Pour les réfugiés, ces éléments ne sont pas secondaires. La question fondamentale reste celle de la protection : pourront-ils retrouver leurs villages sans craindre de nouvelles violences ? Leurs maisons et leurs terres seront-elles accessibles ? Pourront-ils bénéficier de documents d’état civil, de soins, d’écoles et de moyens de subsistance ? Et surtout, disposeront-ils de mécanismes permettant de signaler d’éventuelles violations ?

Le HCR rappelle d’ailleurs qu’un retour durable suppose que les causes profondes du déplacement soient suffisamment traitées et que la paix permette aux personnes de vivre sans être contraintes de repartir.

Bénin, Ghana et Togo : la responsabilité des pays d’accueil

Dans ce contexte, l’attitude du Bénin, du Ghana et du Togo apparaît comme un élément important du dispositif régional. En accueillant des populations contraintes de fuir, ces trois pays ont assumé une responsabilité humanitaire lourde, malgré leurs propres défis sécuritaires et économiques.

L’accord signé à Lomé permet justement de ne pas opposer accueil et retour. Il donne aux pays concernés un cadre pour préparer l’avenir tout en maintenant le principe de volontariat.

C’est aussi un signal de coopération régionale. Les pays du Golfe de Guinée sont directement exposés aux conséquences de la crise sahélienne.

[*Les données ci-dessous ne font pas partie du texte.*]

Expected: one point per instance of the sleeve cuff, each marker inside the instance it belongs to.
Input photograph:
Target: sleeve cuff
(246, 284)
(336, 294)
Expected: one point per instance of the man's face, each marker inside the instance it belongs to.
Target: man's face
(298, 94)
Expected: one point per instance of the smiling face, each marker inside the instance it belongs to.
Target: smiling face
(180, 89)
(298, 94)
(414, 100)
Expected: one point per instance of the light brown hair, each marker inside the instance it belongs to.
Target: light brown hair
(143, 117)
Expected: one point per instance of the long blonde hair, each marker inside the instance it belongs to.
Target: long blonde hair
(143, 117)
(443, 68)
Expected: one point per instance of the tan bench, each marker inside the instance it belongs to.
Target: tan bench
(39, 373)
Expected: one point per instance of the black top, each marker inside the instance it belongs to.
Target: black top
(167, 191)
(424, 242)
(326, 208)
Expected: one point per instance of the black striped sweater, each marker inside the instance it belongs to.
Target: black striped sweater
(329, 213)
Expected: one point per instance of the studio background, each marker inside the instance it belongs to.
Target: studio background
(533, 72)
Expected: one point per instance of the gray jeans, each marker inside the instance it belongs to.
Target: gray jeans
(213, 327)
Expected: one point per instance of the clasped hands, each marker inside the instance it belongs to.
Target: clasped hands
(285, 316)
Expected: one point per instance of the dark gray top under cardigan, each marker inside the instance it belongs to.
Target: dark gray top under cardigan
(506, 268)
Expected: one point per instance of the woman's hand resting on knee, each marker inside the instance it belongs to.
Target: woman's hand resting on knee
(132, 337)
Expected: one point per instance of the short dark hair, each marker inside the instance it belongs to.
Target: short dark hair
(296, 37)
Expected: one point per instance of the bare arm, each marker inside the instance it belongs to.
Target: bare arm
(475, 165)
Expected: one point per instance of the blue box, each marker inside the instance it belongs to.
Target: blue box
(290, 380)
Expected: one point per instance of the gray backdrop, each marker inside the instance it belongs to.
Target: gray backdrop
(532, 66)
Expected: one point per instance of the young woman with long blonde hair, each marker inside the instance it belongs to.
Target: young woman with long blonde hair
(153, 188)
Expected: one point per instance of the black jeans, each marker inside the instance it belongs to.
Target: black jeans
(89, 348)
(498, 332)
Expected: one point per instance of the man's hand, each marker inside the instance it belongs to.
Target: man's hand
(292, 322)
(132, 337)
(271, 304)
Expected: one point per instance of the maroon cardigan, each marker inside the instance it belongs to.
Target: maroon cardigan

Les mouvements de populations ne s’arrêtent pas aux frontières et nécessitent donc une coordination entre États, organisations internationales et communautés locales.

Le Bénin, le Ghana et le Togo peuvent ainsi être considérés non seulement comme des pays voisins du Burkina Faso, mais aussi comme des acteurs de la réponse régionale à la crise.

Une signature, mais pas encore un retour

Les accords de Lomé constituent donc davantage une feuille de route qu’un calendrier de rapatriement. Leur efficacité dépendra de la manière dont ils seront appliqués et, surtout, des conditions qui prévaudront au Burkina Faso.

Le message adressé aux réfugiés est clair : leur retour devra être volontaire et intervenir lorsque les conditions de sécurité et de dignité seront réunies. Cette prudence est d’autant plus importante que le contexte burkinabè demeure marqué par les violences armées et par les accusations d’exactions visant plusieurs acteurs du conflit.

Pour le Bénin, le Ghana et le Togo, l’enjeu est désormais double : continuer à protéger ceux qui ont besoin d’asile tout en préparant, avec le HCR et les autorités burkinabè, les conditions d’un éventuel retour.

Car un réfugié ne rentre véritablement chez lui que lorsqu’il peut y vivre en sécurité. Le véritable succès des accords de Lomé ne se mesurera donc pas au nombre de personnes reconduites vers le Burkina Faso, mais au nombre de personnes capables de rentrer librement, de retrouver leurs communautés et d’y reconstruire leur vie sans être contraintes de fuir une nouvelle fois.